When the editors of The New York Times discovered that investigative journalist Michael Finkel had tinkered with the truth when he filed a report of modern day slavery in Africa they promptly fired him. Licking his wounds back home in Montana the disgraced reporter tried to kickstart his stalled career but he was shunned by everyone, except his unswerving loyal wife.
Then one day out of the blue Finkel received a phone call from a local newspaperman who alerted him to the fact that when an accused murderer on the run was finally caught down in Mexico, the authorities discovered that the man had been using Finkel’s identity. The news triggers off a light bulb in the journalist’s mind who thinks that not only is there possibly be a big story here, but it could be the ver thing he needed to help redeem his shattered reputation.

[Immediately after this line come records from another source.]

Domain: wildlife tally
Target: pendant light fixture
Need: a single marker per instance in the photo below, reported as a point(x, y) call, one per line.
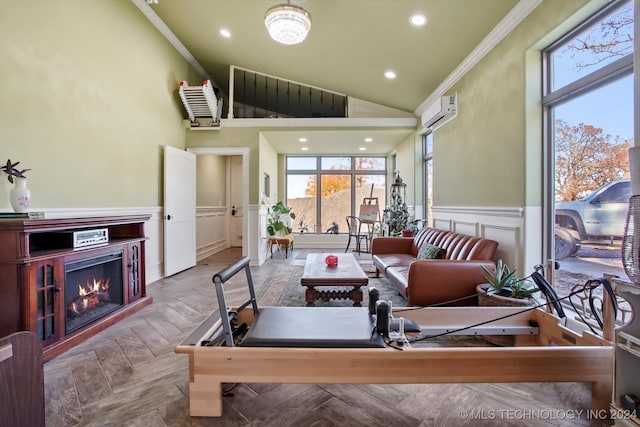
point(287, 24)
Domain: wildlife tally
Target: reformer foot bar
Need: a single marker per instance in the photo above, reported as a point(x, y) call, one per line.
point(544, 351)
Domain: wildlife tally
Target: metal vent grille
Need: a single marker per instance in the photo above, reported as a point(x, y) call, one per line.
point(201, 102)
point(631, 241)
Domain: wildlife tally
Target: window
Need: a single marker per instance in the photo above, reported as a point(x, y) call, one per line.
point(427, 171)
point(588, 114)
point(324, 190)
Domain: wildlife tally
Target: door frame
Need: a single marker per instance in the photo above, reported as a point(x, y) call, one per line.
point(234, 151)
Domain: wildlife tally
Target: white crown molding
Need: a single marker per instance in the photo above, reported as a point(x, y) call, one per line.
point(171, 37)
point(513, 212)
point(504, 28)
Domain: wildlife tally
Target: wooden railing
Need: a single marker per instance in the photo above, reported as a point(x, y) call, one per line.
point(257, 95)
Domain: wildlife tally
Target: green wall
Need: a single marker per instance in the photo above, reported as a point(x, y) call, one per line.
point(481, 158)
point(89, 98)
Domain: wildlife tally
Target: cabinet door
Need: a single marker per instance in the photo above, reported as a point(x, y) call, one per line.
point(46, 281)
point(135, 267)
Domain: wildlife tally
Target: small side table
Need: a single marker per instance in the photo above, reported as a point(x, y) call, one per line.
point(286, 241)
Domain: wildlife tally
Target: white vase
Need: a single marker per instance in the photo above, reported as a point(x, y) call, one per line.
point(20, 195)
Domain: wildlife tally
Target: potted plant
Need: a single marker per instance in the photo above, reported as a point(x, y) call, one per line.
point(504, 289)
point(303, 226)
point(13, 172)
point(396, 216)
point(279, 219)
point(20, 195)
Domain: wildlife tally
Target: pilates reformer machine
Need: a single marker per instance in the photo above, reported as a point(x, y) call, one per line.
point(384, 345)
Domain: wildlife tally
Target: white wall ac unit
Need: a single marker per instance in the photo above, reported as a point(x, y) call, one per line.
point(201, 104)
point(440, 112)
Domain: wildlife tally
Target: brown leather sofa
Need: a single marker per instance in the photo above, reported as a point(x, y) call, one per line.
point(434, 281)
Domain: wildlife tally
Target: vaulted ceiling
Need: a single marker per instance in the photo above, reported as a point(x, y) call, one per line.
point(352, 43)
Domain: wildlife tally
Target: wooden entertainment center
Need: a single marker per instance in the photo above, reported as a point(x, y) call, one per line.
point(37, 255)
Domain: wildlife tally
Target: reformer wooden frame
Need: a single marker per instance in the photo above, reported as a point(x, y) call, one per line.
point(544, 351)
point(576, 358)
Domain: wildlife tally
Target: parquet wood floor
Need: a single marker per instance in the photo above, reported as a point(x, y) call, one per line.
point(128, 375)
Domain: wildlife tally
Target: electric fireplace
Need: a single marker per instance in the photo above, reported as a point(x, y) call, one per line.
point(93, 288)
point(66, 279)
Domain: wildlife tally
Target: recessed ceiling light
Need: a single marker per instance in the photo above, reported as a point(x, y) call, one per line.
point(418, 20)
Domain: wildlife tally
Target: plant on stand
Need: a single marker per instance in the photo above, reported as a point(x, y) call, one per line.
point(279, 219)
point(504, 289)
point(20, 195)
point(303, 226)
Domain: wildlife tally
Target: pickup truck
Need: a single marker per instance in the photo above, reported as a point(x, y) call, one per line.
point(599, 216)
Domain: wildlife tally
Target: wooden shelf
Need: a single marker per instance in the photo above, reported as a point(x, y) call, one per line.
point(33, 253)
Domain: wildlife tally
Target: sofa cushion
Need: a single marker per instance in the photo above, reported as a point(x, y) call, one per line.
point(429, 251)
point(398, 278)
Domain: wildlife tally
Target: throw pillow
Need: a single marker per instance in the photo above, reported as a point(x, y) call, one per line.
point(429, 251)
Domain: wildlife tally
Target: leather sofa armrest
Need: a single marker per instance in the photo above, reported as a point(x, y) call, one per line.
point(391, 245)
point(437, 281)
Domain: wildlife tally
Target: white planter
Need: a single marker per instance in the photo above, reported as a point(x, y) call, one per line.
point(20, 195)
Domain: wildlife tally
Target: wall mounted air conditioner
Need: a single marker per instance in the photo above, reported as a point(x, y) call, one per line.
point(440, 112)
point(201, 104)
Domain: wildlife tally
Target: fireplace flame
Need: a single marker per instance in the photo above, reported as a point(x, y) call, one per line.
point(89, 296)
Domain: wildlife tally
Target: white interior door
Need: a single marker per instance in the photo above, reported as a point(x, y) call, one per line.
point(179, 210)
point(237, 208)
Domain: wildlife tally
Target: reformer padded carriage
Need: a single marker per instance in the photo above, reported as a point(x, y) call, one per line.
point(291, 345)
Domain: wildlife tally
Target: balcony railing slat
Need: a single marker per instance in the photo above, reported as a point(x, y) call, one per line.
point(272, 100)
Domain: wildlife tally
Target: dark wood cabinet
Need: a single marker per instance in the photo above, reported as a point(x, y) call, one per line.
point(38, 255)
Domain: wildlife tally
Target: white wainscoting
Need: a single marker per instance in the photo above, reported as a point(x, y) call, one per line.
point(258, 247)
point(212, 230)
point(505, 225)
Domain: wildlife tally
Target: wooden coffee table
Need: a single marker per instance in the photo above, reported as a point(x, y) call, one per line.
point(348, 273)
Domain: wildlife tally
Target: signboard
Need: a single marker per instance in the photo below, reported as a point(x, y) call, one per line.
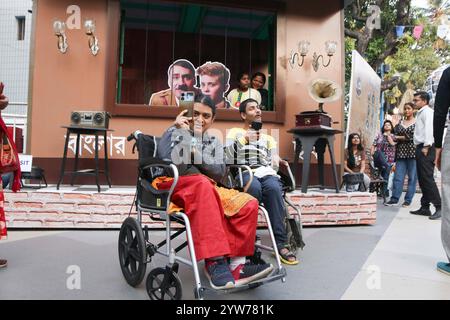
point(25, 162)
point(364, 110)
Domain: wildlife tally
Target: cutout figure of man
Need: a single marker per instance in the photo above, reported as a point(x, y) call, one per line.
point(180, 78)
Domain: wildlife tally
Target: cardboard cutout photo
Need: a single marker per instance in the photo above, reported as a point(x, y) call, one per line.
point(214, 78)
point(214, 81)
point(180, 78)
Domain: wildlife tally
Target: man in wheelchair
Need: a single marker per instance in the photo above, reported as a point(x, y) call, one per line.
point(223, 221)
point(248, 146)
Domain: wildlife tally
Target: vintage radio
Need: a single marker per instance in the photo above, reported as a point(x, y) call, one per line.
point(312, 119)
point(90, 119)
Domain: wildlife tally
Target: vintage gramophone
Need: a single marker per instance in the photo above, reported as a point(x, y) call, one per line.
point(321, 90)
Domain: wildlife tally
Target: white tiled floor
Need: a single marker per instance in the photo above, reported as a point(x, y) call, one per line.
point(403, 264)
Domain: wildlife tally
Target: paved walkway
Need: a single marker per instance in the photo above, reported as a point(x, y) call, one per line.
point(395, 259)
point(403, 264)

When Finkel meets the man … Christian Longo …. in jail awaiting his Trial, he strikes up a bargain with him. Longo, who implies he is innocent, will tell the truth exclusively to Finkel to be published when the case is settled, on condition that he teaches him how to become a writer.
Finkel takes the bait, gets himself a lucrative book deal on the basis of it, and starts to get the story down on paper. The trouble is, the more immersed he is in the project, the more he realizes that what Longo is feeding him is edited highlights of his story and that he is obviously holding back on some of the more essential parts of the tale. There is also the question of exactly how much is really true, and is in fact Longo even innocent after all. Whilst this is all completely absorbing a rather obsessed and troubled Finkel, his wife is feeling ignored, and in a very odd scene which made little sense, is seen reaching out to Longo for sympathy via the phone.
Written and directed by British stage director Rupert Goold and based on Finkel’s own self-serving memoir the movie’s pre-occupation with the ‘truth’ makes it all rather too slow paced and even boring at times. Too much of the ‘action’ takes place with just the two men facing each other across a table in the jail which is hard to make compelling viewing even at the best of times. Longo is played by James Franco who loves to play complex edgy characters, even though he doesn’t always succeed in making them that believable. Opposite him as Finkel was the charming young and rather earnest Jonah Hill who was hopelessly miscast as the determined investigator desperate for a Pulitzer but meanwhile would just settle for another job. Poor Felicity Jones cast as Mrs Finkel had little to do beyond pout and play the piano
True Story is based on a real true story. It just turns out it was not an interesting one after all.